Bobbi thinks she saw three antelope hanging out with cows. Driving through San Antonio at night was a bit edgy, because Bobbi was on the phone making us a hotel reservation, and Harold, the gps voice was loudly telling me all the little turns to make, and giving crazy road names, when I was just as happy following the green signs. We made it through the city and continued driving to our hotel in Boerne, Arriving just before 8p. We ordered in pizza and played with our photos.

Texas! Days 1 and 2--San Antonio Riverwalk and Padre Island National Seashore


Feb 21. We drove from the airport to downtown San Antonio and felt like we teleported to a foreign country, Old ornate buildings, Spanish style. There was the Alamo compound right in the middle of the city, graced by live oaks. The air was light and cool, and the historical ghosts whispered to us. We spent some time wandering around the compound, then we walked across the street and down the Hyatt steps to an entrance to the River Walk. We were first greeted by an enterprising barman who twisted our arms to get us to buy beers to drink while walking around. (We chose a Texan beer, Ziegenbock). We walked out into the river walk and I was just floored by how much more it was than I had expected. I was reminded of Venice. (the gondolas were replaced by water taxis). There is even a Bridge of Sighs. We managed to get mildly lost for a bit.

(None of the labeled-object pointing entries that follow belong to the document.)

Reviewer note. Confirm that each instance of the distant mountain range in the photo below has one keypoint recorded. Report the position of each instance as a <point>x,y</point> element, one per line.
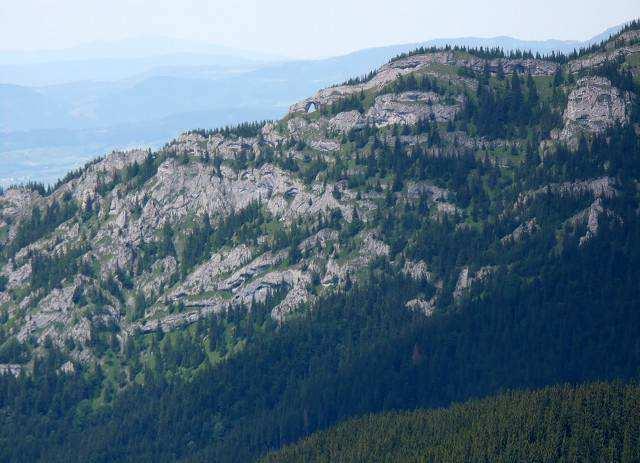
<point>94,98</point>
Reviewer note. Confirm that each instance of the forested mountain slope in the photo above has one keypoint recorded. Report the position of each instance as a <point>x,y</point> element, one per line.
<point>458,223</point>
<point>599,422</point>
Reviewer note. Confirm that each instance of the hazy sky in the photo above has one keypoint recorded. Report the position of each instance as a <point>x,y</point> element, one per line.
<point>301,28</point>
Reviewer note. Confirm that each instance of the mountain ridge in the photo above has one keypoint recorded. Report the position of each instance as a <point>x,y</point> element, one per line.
<point>457,223</point>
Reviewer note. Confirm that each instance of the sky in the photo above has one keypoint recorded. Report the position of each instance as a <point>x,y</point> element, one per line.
<point>299,28</point>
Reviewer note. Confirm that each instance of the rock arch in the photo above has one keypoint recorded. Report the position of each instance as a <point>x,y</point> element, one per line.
<point>311,107</point>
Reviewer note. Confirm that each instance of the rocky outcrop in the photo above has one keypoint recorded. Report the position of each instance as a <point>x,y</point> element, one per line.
<point>10,369</point>
<point>521,232</point>
<point>598,59</point>
<point>346,121</point>
<point>603,187</point>
<point>421,62</point>
<point>591,217</point>
<point>427,307</point>
<point>593,106</point>
<point>466,280</point>
<point>417,270</point>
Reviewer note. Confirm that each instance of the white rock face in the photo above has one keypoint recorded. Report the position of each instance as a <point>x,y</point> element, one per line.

 We shared a meal at a Mexican restaurant, then dragged ourselves away from the beautiful river walk to drive down to Corpus Christie.

After checking into a VERY nice Hyatt Place we drove over to the National Seashore as the sun set. The surf had been monstrous today. There is a sand road on the beach, and you can car camp on the beach. However, today, the road was not looking very safe. The waves were coming up to it. The National seashore looked unearthly in the twilight with it's rolling dunes. We left as the darkness descended. We tried out Doc's, a seafood restaurant on the sound side of the island. We could see it, but had trouble getting to it. We had to cross under a bridge in the darkness, and had trouble seeing where was land and where was water. (When we saw it in the light the next day, we saw all was land, but at night it looked like water. We were just scaring ourselves). After we finally found the road and got to Doc's, we were very happy with our fish and ourselves.

Feb 22
We drove back to the Padre Island national seashore to see it in daylight. We played on the entrance sign doing yoga poses. It was hard not to get blown over while balancing in the wind. At the entrance station I bought my lifetime senior pass. We asked the ranger about the battery of cameras lining the road at the station. She explained it was a live feed to homeland security. Bobbi felt concerned about the goofy face she'd made while the cameras flashed last night.
We drove to the bird island basin where there was a small campground. That's about all we saw there. We drove on the the visitor center and beach. As we walked across the deck we saw a circle of people with a ranger. We stopped to listen and learned they were about to embark on a three hour birding tour, so we joined up. The volunteer ranger gave us a Walkie talkie and told us to follow closely in our car. We went back to the same area we'd just been and got our "bird eyes" on. She had given us a check list of birds we might see. We checked off 25 species! It was wonderful to really see. She also took us back to the drive on part of the beach, which was much better today, Bobbi bravely drove on the beach. People camped on the beach and fished. We saw a bird tangled up in a garbage bag. We had to tear ourselves away to travel on, but first stopped at another fish restaurant on the lagoon for fish and chips.